Holland, Caroline (2014). Digital urbanisation and the dignity of older citizens. In: IUAES 2014 with JASCA: The Future with/of Anthropologies, 15-18 May 2014, Makuhari Messe, Chiba, Japan.

URL: http://www.iuaes.org/japan2014/

Abstract

20th and early 21st century depictions of ageing in place, particularly those based on experiential and phenomenological explorations, have relied heavily on the significance of domestic and neighbourhood connections. At global and national levels, the impact of ageing populations is primarily positioned in terms of economies and ‘burdens of care’. Within this context older people’s use of technologies has largely been studied to (a) understand the potential of assistive technologies/telehealth/telecare and (b) investigate older people’s attitudes to using technologies.
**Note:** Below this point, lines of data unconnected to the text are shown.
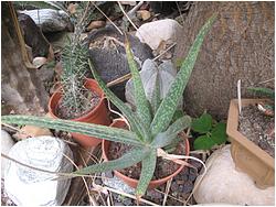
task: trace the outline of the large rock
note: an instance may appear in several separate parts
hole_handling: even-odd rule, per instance
[[[70,17],[66,12],[53,9],[40,9],[40,10],[25,10],[20,11],[30,15],[36,25],[42,29],[42,32],[60,32],[64,30],[72,31],[73,24],[70,21]]]
[[[152,50],[157,50],[163,41],[176,42],[177,34],[181,31],[182,26],[176,20],[166,19],[142,24],[136,36]]]
[[[52,172],[72,172],[73,159],[68,145],[53,137],[30,138],[18,142],[9,156],[19,162]],[[53,174],[34,171],[14,162],[4,172],[4,189],[17,205],[60,206],[70,187],[71,179],[52,181]]]
[[[1,153],[9,154],[10,149],[14,145],[14,141],[10,137],[10,134],[1,130]],[[4,168],[7,166],[7,159],[1,157],[1,177],[4,177]]]
[[[194,193],[199,204],[275,205],[275,187],[259,189],[247,174],[236,171],[230,145],[215,151],[206,166],[210,168]],[[199,181],[200,176],[195,185]]]

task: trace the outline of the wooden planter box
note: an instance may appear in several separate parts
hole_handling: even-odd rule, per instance
[[[242,106],[255,105],[259,99],[242,99]],[[226,133],[231,141],[231,155],[237,167],[248,174],[259,188],[275,185],[275,160],[238,129],[237,99],[230,102]]]

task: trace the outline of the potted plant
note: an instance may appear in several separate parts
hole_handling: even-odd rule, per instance
[[[44,128],[65,130],[70,132],[83,133],[100,139],[120,142],[132,145],[132,149],[121,157],[104,163],[94,164],[75,171],[71,176],[82,176],[85,174],[100,173],[106,171],[121,170],[141,162],[140,178],[136,187],[136,196],[145,195],[148,185],[156,170],[157,157],[168,157],[163,149],[172,144],[178,138],[178,133],[190,127],[191,118],[181,116],[176,121],[171,121],[177,110],[179,100],[182,97],[185,85],[191,75],[198,53],[205,34],[211,29],[216,15],[211,17],[200,30],[187,58],[183,61],[176,79],[173,80],[167,96],[160,100],[158,85],[156,85],[151,106],[146,99],[139,72],[132,58],[129,43],[126,43],[127,59],[134,79],[134,91],[136,112],[131,111],[119,98],[117,98],[93,68],[93,75],[97,79],[100,88],[107,98],[124,113],[126,123],[130,130],[110,128],[106,126],[74,122],[71,120],[31,117],[31,116],[3,116],[6,123],[34,124]],[[91,63],[91,62],[89,62]],[[152,110],[153,109],[153,110]]]
[[[251,90],[266,92],[270,100],[274,100],[273,90],[264,88]],[[275,184],[275,139],[272,138],[274,126],[269,126],[269,122],[274,124],[274,115],[273,117],[269,117],[270,112],[265,115],[270,100],[242,99],[243,110],[240,115],[238,100],[233,99],[229,109],[226,133],[231,141],[233,161],[236,167],[247,173],[259,188]]]
[[[120,129],[128,129],[127,123],[121,119],[114,120],[114,122],[110,124],[110,127],[120,128]],[[190,153],[189,140],[188,139],[181,140],[181,139],[182,138],[180,138],[180,140],[176,140],[176,143],[171,144],[170,149],[173,149],[174,145],[179,144],[179,151],[181,152],[180,154],[184,153],[188,156]],[[180,144],[180,142],[183,142],[183,141],[184,141],[184,143]],[[124,148],[124,146],[126,146],[126,148]],[[112,148],[113,149],[118,148],[119,151],[125,151],[126,149],[128,149],[128,145],[110,142],[108,140],[103,140],[102,151],[103,151],[103,159],[105,161],[110,161],[110,160],[113,160],[110,157],[114,157],[114,156],[116,157],[116,153],[118,153],[118,152],[114,152],[114,151],[110,152],[109,149],[112,149]],[[119,153],[121,153],[121,152],[119,152]],[[157,165],[159,165],[160,172],[158,173],[158,175],[156,175],[155,179],[149,182],[148,189],[153,189],[153,188],[164,184],[170,178],[178,175],[184,167],[184,165],[178,165],[176,163],[172,163],[172,162],[169,163],[169,162],[170,161],[162,161],[162,160],[159,160],[157,162]],[[163,165],[163,166],[161,167],[161,165]],[[140,167],[141,166],[139,164],[136,164],[135,166],[124,168],[124,172],[121,172],[119,170],[115,170],[114,174],[117,177],[119,177],[121,181],[124,181],[127,185],[129,185],[130,187],[136,188],[138,185],[138,178],[139,178],[138,176],[140,173]],[[176,170],[172,173],[169,173],[172,171],[171,170],[172,167],[174,167]],[[131,172],[131,173],[129,173],[129,172]],[[135,177],[135,176],[137,176],[137,177]]]
[[[61,87],[49,101],[49,112],[53,118],[108,126],[110,123],[104,92],[94,79],[85,78],[88,69],[88,48],[82,42],[89,2],[75,12],[76,25],[72,39],[62,51]],[[95,146],[100,139],[79,133],[72,137],[84,146]]]

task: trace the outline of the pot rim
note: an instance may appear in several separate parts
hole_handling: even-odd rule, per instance
[[[86,78],[84,85],[86,85],[86,84],[89,83],[89,81],[93,83],[93,84],[96,84],[96,87],[97,87],[99,90],[102,90],[100,87],[98,86],[98,83],[97,83],[95,79],[92,79],[92,78]],[[95,87],[93,87],[93,88],[95,88]],[[62,118],[60,118],[60,117],[56,116],[55,110],[51,107],[51,102],[53,101],[53,99],[54,99],[56,96],[60,96],[57,101],[61,100],[61,98],[62,98],[62,91],[61,91],[61,89],[62,89],[62,86],[60,86],[60,87],[53,92],[53,95],[51,96],[51,98],[50,98],[50,100],[49,100],[49,107],[47,107],[47,108],[49,108],[49,112],[51,113],[51,116],[53,116],[53,117],[56,118],[56,119],[62,119]],[[104,100],[105,100],[105,94],[104,94],[103,91],[100,91],[99,94],[98,94],[98,91],[95,91],[95,90],[93,90],[93,91],[96,92],[96,94],[99,96],[99,98],[100,98],[99,101],[98,101],[98,103],[97,103],[92,110],[88,110],[88,112],[86,112],[85,115],[83,115],[83,116],[81,116],[81,117],[77,117],[77,118],[74,118],[74,119],[70,119],[70,120],[72,120],[72,121],[82,121],[83,119],[91,117],[93,113],[95,113],[95,112],[100,108],[100,105],[102,105],[102,103],[104,102]]]

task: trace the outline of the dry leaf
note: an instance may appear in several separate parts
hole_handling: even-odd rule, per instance
[[[92,31],[94,29],[99,29],[99,28],[104,28],[106,24],[105,21],[102,21],[102,20],[96,20],[96,21],[92,21],[89,23],[89,25],[87,26],[87,31]]]
[[[53,135],[52,132],[46,128],[38,128],[34,126],[25,126],[21,128],[19,132],[17,132],[13,137],[17,140],[23,140],[30,137],[39,137],[39,135]]]

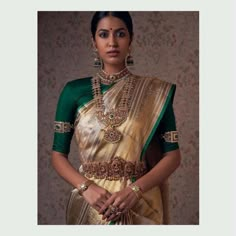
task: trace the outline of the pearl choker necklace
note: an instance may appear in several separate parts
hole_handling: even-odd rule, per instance
[[[100,78],[102,84],[110,85],[117,83],[121,79],[127,78],[130,74],[129,70],[125,67],[120,72],[114,74],[108,74],[104,70],[101,70],[97,73],[97,76]]]

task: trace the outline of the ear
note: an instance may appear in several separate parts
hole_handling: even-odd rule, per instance
[[[134,34],[131,35],[130,41],[129,41],[129,46],[131,46],[131,43],[133,42]]]
[[[92,41],[93,48],[97,48],[97,44],[96,44],[95,40],[93,39],[92,35],[91,35],[91,41]]]

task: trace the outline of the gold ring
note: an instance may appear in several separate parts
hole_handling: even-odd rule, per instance
[[[116,215],[120,215],[120,214],[122,214],[121,211],[117,211],[117,212],[116,212]]]
[[[112,214],[116,213],[117,210],[118,210],[118,208],[116,206],[113,206],[113,205],[110,205],[109,208],[110,208]]]

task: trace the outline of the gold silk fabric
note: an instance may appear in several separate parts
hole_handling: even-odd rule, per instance
[[[174,91],[173,85],[157,78],[132,75],[134,90],[127,120],[117,129],[123,137],[119,143],[107,143],[103,140],[103,124],[96,118],[94,101],[85,104],[77,114],[74,124],[81,166],[91,162],[109,162],[119,157],[127,162],[140,162],[158,126],[167,103]],[[116,109],[122,96],[126,80],[114,84],[103,94],[105,111]],[[113,193],[127,187],[131,179],[98,179],[90,177],[97,185]],[[145,192],[138,204],[122,215],[117,222],[103,221],[102,216],[73,190],[67,209],[68,224],[163,224],[163,204],[158,186]]]

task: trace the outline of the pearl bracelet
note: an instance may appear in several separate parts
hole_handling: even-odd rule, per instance
[[[92,181],[92,180],[86,180],[85,182],[83,182],[82,184],[80,184],[80,185],[78,185],[77,186],[77,189],[78,189],[78,193],[79,193],[79,195],[81,195],[82,196],[82,193],[84,192],[84,191],[86,191],[87,189],[88,189],[88,187],[91,185],[91,184],[93,184],[94,182]]]

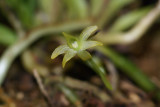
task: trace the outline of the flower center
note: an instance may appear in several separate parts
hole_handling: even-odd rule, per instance
[[[77,41],[74,41],[74,42],[72,43],[72,47],[73,47],[73,48],[76,48],[76,49],[78,48],[78,43],[77,43]]]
The salience of age, as distinct from other factors -wealth, education or culture - has been described in terms of physical and cognitive ageing, cohort effect, and the impact of individuals’ lifetime exposure to technologies. Arguably, physical and cognitive disabilities can be ameliorated by design: but structural issues mean that emerging cohorts comfortable in digital spaces will not necessarily eliminate age as a barrier to inclusion in social networks. If digital relationships are increasingly central to daily life, what does this imply for the embodied nature of ageing in place and dignity and meaning in older people’s lives? ICTs have the capacity both to liberate people from the constraints of bodily ageing, and to undermine dignity through age-averse or age-blind ontologies.
Based on research associated with Value Ageing, an EU-funded study of ICT and Ageing, and other recent studies, this paper discusses the meaning of digital urbanisation for older people, in particular looking at implications for the dignity of older citizens with respect to social inclusion in digital and non-digital networks.